In the story Aschenbach dies in his deck chair, staring at the young boy on the beach. Is he a tragic victim to Cholera, or does he die happy in the moment of his supreme aesthetic appreciation of pure beauty? To the reader, it is a fitting close to the story. At least he does not physically corrupt the boy, and we do not care that he dies. Aschenbach evokes no sympathy in the reader. He is an unattractive, prickly, proud, even absurd character. There is no attractive depth to his character.

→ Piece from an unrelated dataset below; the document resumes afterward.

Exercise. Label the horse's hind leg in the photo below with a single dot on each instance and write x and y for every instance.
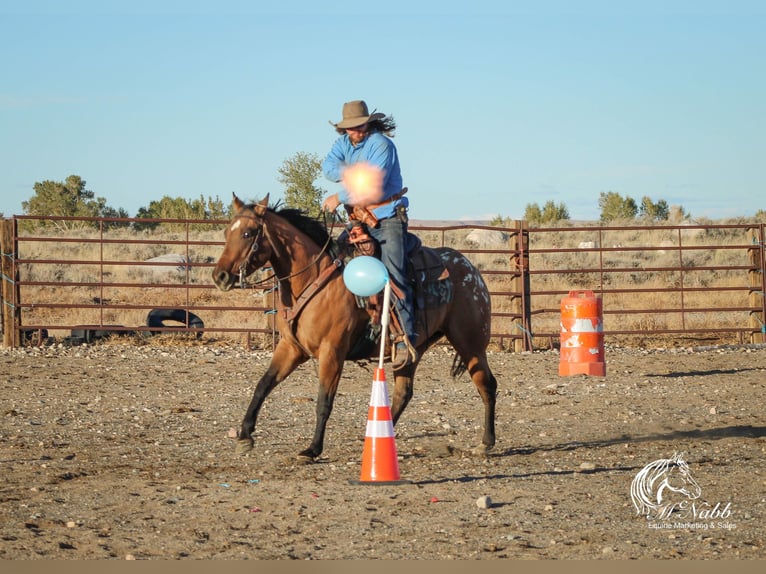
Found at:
(486, 384)
(330, 369)
(478, 367)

He is described in as thinking very abstract, bloodless thoughts: “he beguiled the long tedious meal with abstract, even with transcendent matters: he pondered the mysterious harmony that must come to subsist between the individual human being and the universal law…”. Is this an ironic contrast to the Bacchanalian passion in his blood that blots out his pure artistic thoughts, or is Mann trying to make us respect his high intelligence? I fear Mann is sharing in these ponderous, universal thoughts (well expressed in his long novel ‘The Magic Mountain’).

It is disturbing how close Aschenbach is to Thomas Mann himself. They are both famous writers from Munich, both holidaying in Venice, both of whom encountered a pretty boy on the beach. The fictional author is described as writing works which Mann planned to write. Mann admitted to sexual disturbances and confusions, and clearly had a strong homosexual thread in his character. So we wonder if Mann is expressing his personal emotions. I think he clearly is. This is disgusting, but Mann redeems himself to some extent by satirising the protagonist (and hence himself) to some extent. Yet this is mixed with powerful, solemn, high-flown language, and we wonder if Mann is being serious or ironic. It is difficult to judge for a non-German speaker like myself, forced to read in an English translation (by H. T. Lowe-Porter). To me the last few pages read like Mann’s personal confessional credo of the confluence of beauty and eros. Aesthetics are just a flimsy cover of the cultured classes, an excuse for passions lurking beneath.

Personally I am not prescriptive about people’s personal sexual predilections, as long as they are confined to consenting adults in private, and strongly draw the line at paedophilia. One of the sub-texts of the story disturbs me more is the Germanic attitude towards the Italians as a bunch of unreliable rascals and crooks. It is hard to say that this is only Aschenbach’s attitude, given the close identity between the two characters. For instance, the refers to the “predatory commercial spirit of the fallen queen of the seas”. The main attack is on the city authorities for denying and hiding the evidence of ‘pestilence’ in the city, being “actuated by fear of being out of pocket”.

The cholera is important to the plot and the symbolism of the story, but no balance is given to the sunny and friendly side of the Italian character, nor even a word of acknowledgement of their stupendous achievements in arts and sciences. The predatory commercial spirit is alive and well in Venice, as I can vouch from recent experience, but I still love the city and admire its people. We seem to be facing some rather unpleasant racial and cultural attitudes in Mann’s story and Mann himself.

I can’t rate this as a supremely great work, and think it has been boosted beyond its stand-alone merits – in other words, regard for Mann’s other works may have caused people to look at this story with too much favour. I would suggest Somerset Maugham as an exponent of the short story worth investigating, and I would put forward Joseph Conrad’s ‘Heart of Darkness’ as a better work than this.